Python sqlite and regex.

2006-05-19 Thread Julien ARNOUX
Hi,
I'd like to use regular expressions in sqlite query, I using apsw module
but it doesn't work...Can you help me ?
My script:

import apsw
import re

path = 'db/db.db3'

#regexp function (extract from python-list discusion)
def regexp(expr, item):
reg = re.compile(expr)
return reg.match(item) is not None

con = apsw.Connection(path)
#create function
con.createscalarfunction(REGEXP, regexp)
cur = con.cursor()
#exampl
cur.execute(select foo from test where foo regex 'aa.[0-9]))

and the error is:

cur.execute('select foo from test where foo regex tata')
apsw.SQLError: SQLError: near regex: syntax error

Thanks



-- 
http://mail.python.org/mailman/listinfo/python-list


Re: Python sqlite and regex.

2006-05-19 Thread Dan Sommers
On Fri, 19 May 2006 14:47:10 +0200,
Julien ARNOUX [EMAIL PROTECTED] wrote:

 cur.execute(select foo from test where foo regex 'aa.[0-9]))

 and the error is:

 cur.execute('select foo from test where foo regex tata')
 apsw.SQLError: SQLError: near regex: syntax error

I think you're missing a closing quote on that regex; or perhaps that's
an extra closing parenthesis at the end.

Also, it's probably best to let the database module do any escaping you
may need.  For example:

fooregex = r'aa.[0-9]'
sql = 'select foo from test where foo regex %s'
cur.execute( sql, tuple( fooregex ) )

See the DP API spec for more information.

Regards,
Dan

-- 
Dan Sommers
http://www.tombstonezero.net/dan/
I wish people would die in alphabetical order. -- My wife, the genealogist
-- 
http://mail.python.org/mailman/listinfo/python-list


Re: Python sqlite and regex.

2006-05-19 Thread Matt Good
SQLite3 already has a REGEXP function, so you don't need to create your
own.

As Dan mentioned you also have a problem in your expression: 'aa.[0-9])
You need a closing quote on the expression, and you need to match the
close paren with an open paren, or remove it.

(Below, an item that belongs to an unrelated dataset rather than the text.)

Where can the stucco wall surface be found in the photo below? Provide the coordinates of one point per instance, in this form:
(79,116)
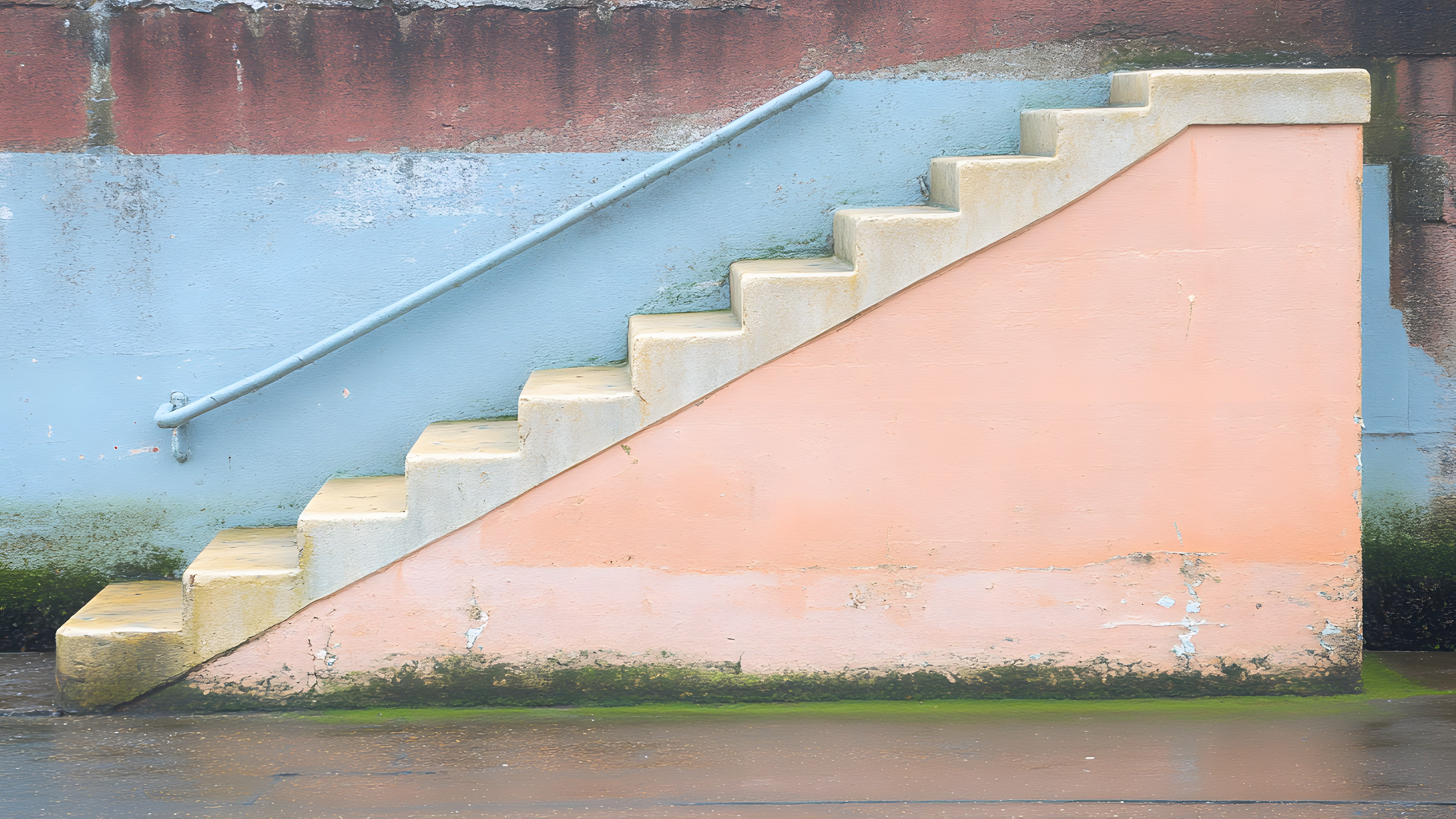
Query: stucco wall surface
(135,276)
(1125,441)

Also, in case you weren't aware, there will be a sqlite3 module in
Python 2.5 based on pysqlite 2.2: http://initd.org/tracker/pysqlite

Using pysqlite will make it easier to move to the Python 2.5 sqlite3
module if that's important to you.

-- Matt Good

-- 
http://mail.python.org/mailman/listinfo/python-list


Re: Python sqlite and regex.

2006-05-19 Thread Gerhard Häring
-BEGIN PGP SIGNED MESSAGE-
Hash: SHA1

Matt Good wrote:
 SQLite3 already has a REGEXP function, so you don't need to create your
 own. [...]

Yes, but SQLite does not include a regular expression engine, and thus
according to the SQLite docs you need to register a REGEXP function in
order to make the REGEXP operator work:


The REGEXP operator is a special syntax for the regexp() user function. No
regexp() user function is defined by default and so use of the REGEXP
operator will normally result in an error message. If a user-defined
function named regexp is defined at run-time, that function will be
called in order to implement the REGEXP operator.


- -- Gerhard
-BEGIN PGP SIGNATURE-
Version: GnuPG v1.4.1 (GNU/Linux)
Comment: Using GnuPG with Thunderbird - http://enigmail.mozdev.org

iD8DBQFEbfbQdIO4ozGCH14RAqqqAJ49/9Kpi8xA6AyGB0tVJ/JcU4MczgCgoIsW
gdYgUl9ge63CiHqj4Mzgpns=
=1ZDV
-END PGP SIGNATURE-
-- 
http://mail.python.org/mailman/listinfo/python-list


Re: Python sqlite and regex.

2006-05-19 Thread Paul McGuire
Gerhard Häring [EMAIL PROTECTED] wrote in message
news:[EMAIL PROTECTED]
 -BEGIN PGP SIGNED MESSAGE-
 Hash: SHA1

 Matt Good wrote:
  SQLite3 already has a REGEXP function, so you don't need to create your
  own. [...]

 Yes, but SQLite does not include a regular expression engine, and thus
 according to the SQLite docs you need to register a REGEXP function in
 order to make the REGEXP operator work:

 
 The REGEXP operator is a special syntax for the regexp() user function. No
 regexp() user function is defined by default and so use of the REGEXP
 operator will normally result in an error message. If a user-defined
 function named regexp is defined at run-time, that function will be
 called in order to implement the REGEXP operator.
 


This is very interesting.  So I *could* define my own regexp function that
processes not regular expressions, but say, glob-like strings, which are
usually much easier for end users to work with (very basic wild-carding
where '*' matches one or more characters, and '?' matches any single
character - maybe add '#' to match any single digit and '@' to match any
single alpha character).

-- Paul


-- 
http://mail.python.org/mailman/listinfo/python-list

Re: Python sqlite and regex.

2006-05-19 Thread Paul McGuire
Paul McGuire [EMAIL PROTECTED] wrote in message
news:[EMAIL PROTECTED]

 where '*' matches one or more characters, and '?' matches any single

oops, I meant '*' matches zero or more characters.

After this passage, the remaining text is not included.